JPMorgan sees an opportunity in unloved, low-volatility stocks that pay dividends. These defensive stocks, including companies like Coca-Cola and Procter & Gamble, are expected to perform well as bond yields stabilize. With attractive entry points and potential for upside, these dividend payers offer investors a way to benefit from market resilience.
JPMorgan analysts are flagging a compelling investment opportunity in a segment of the stock market that has been overlooked but offers the advantage of dividend payouts: low-volatility stocks. These companies, typically found in defensive sectors, are poised to benefit as bond yields begin to stabilize.
Mislav Matejka, JPMorgan's head of global and European equity strategy, notes that low-volatility stocks in the U.S. and Europe have underperformed recently, moving counter to rising bond yields. This group includes companies in consumer staples, healthcare, utilities, insurance, and industrials, characterized by their stable price movements and consistent dividend payments.

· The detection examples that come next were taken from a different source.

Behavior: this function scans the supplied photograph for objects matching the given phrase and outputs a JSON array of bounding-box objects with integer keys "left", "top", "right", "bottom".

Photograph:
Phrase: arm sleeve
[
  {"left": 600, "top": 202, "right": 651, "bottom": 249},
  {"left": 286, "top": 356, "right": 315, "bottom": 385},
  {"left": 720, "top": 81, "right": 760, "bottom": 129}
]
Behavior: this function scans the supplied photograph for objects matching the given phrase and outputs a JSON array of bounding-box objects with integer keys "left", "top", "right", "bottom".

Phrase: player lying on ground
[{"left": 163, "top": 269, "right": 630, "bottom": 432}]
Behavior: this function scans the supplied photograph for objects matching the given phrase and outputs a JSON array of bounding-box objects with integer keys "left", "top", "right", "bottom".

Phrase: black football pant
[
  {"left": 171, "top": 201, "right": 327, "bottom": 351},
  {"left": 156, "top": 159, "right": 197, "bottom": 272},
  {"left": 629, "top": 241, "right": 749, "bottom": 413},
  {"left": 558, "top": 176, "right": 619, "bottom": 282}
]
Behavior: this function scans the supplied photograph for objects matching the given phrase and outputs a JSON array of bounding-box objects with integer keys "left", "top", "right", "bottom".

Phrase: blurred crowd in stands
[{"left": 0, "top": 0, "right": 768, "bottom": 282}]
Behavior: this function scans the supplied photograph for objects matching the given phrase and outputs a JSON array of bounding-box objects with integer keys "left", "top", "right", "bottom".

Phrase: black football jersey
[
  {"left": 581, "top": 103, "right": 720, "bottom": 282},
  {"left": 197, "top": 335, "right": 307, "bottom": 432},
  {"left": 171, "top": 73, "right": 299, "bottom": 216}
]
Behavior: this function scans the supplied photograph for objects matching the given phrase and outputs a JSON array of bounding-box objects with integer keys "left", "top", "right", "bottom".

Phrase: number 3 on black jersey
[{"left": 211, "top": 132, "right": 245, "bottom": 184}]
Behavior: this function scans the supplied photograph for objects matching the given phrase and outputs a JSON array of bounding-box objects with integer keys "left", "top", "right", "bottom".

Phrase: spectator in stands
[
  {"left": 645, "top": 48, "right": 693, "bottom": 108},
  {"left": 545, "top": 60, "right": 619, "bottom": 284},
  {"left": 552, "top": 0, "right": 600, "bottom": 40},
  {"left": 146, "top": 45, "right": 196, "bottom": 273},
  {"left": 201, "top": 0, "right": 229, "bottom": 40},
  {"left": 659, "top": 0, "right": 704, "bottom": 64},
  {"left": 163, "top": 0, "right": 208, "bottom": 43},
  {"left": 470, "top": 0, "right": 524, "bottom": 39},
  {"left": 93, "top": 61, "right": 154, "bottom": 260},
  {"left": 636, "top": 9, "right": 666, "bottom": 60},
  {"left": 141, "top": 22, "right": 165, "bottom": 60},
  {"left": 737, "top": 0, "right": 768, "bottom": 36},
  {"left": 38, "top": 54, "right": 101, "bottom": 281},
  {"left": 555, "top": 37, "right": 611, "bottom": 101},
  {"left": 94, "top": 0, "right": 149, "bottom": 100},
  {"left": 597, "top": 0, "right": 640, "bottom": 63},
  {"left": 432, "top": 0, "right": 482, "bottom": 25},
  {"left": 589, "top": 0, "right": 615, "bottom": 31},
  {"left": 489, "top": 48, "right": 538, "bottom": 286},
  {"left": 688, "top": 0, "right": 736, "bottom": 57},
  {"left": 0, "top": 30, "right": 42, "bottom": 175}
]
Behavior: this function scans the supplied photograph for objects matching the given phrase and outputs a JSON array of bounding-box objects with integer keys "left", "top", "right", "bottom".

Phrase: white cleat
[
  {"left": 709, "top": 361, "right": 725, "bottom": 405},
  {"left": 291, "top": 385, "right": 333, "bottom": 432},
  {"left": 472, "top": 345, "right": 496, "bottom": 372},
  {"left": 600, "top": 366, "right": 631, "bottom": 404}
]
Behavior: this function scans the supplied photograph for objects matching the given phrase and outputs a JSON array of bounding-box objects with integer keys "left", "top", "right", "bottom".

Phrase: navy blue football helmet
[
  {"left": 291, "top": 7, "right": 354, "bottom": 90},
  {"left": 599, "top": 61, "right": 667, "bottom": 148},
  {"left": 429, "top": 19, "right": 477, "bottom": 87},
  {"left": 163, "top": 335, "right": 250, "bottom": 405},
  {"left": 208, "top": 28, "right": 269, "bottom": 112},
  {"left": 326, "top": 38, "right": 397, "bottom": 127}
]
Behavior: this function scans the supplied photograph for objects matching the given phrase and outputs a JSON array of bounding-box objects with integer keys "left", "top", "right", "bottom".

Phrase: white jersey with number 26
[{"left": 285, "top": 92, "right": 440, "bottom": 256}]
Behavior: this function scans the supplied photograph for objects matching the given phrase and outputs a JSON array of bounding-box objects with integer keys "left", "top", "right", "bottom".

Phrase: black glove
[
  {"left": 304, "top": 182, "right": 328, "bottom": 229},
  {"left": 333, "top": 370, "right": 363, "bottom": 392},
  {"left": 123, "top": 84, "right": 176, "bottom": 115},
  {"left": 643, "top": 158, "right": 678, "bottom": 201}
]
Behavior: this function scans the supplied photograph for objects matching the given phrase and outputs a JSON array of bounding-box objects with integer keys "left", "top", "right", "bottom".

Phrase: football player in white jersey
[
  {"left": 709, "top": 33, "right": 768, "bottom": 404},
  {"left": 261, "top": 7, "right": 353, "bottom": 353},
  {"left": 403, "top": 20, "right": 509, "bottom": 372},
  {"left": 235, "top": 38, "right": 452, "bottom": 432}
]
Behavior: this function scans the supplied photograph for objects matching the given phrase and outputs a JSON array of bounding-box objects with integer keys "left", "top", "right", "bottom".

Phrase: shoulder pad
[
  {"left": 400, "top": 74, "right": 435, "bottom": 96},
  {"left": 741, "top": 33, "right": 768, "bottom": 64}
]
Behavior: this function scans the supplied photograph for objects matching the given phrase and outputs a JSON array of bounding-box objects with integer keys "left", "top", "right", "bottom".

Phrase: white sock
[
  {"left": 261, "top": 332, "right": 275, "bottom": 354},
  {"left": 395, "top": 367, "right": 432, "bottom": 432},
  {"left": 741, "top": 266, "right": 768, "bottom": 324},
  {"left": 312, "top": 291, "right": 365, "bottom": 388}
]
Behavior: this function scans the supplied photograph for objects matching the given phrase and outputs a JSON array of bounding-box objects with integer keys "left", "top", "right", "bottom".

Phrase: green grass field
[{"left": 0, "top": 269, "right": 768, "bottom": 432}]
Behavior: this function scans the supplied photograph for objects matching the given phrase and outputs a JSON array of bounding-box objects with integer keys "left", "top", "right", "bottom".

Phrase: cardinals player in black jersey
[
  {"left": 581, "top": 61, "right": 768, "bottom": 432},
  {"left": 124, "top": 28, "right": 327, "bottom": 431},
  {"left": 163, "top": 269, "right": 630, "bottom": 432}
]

The bank's research highlights an inverse correlation observed year-to-date between U.S. low-volatility equities and bond yields. Specifically, U.S. low-vol stocks have declined by 6% since the onset of the Middle East conflict, while bond yields have climbed by 55 basis points. However, recent dips in Treasury yields, spurred by hopes for a peace deal in Iran, suggest a potential shift.
Matejka suggests that if bond yields continue to stabilize, low-volatility stocks could see increased investor interest, mirroring their performance earlier in the year when yields were falling. Even if yields spike towards 5% on the 10-year Treasury, these stocks may also begin to trade relatively better, breaking their inverse correlation.
JPMorgan anticipates lower yields in the medium term, making the "low vol trade" attractive due to its current entry point and resilience across various macroeconomic scenarios. The strategy is not contingent on a broad market downturn, as low-vol stocks have historically outperformed even in rising equity markets.
The firm's low-volatility index includes several stocks with an "overweight" rating. Among them are:
- Coca-Cola (KO): Offers a 2.6% dividend yield and has remained positive year-to-date. Despite recent price stagnation, the company beat first-quarter earnings estimates, raised its full-year guidance to 8%-9% EPS growth, and expressed confidence in navigating cost uncertainties. Analysts see nearly 9% upside potential.
- Rollins (ROL): A pest control company with a 1.37% dividend yield. Despite a nearly 11% drop in its stock price over the past three months, analysts have given glowing reviews to its investor day, citing a strong go-to-market strategy and execution. FactSet data indicates nearly 22% upside potential.
- Procter & Gamble (PG): Yields 3.01%. Though shares have fallen about 13% in the last three months, the consumer goods giant surpassed earnings and revenue expectations. The company is awaiting its July earnings report to provide fiscal 2027 guidance due to market uncertainties. Analysts hold an average "overweight" rating, projecting about 15% upside.
These selections represent JPMorgan's strategy to identify resilient companies that not only offer stability but also provide income through dividends, making them attractive in the current market environment.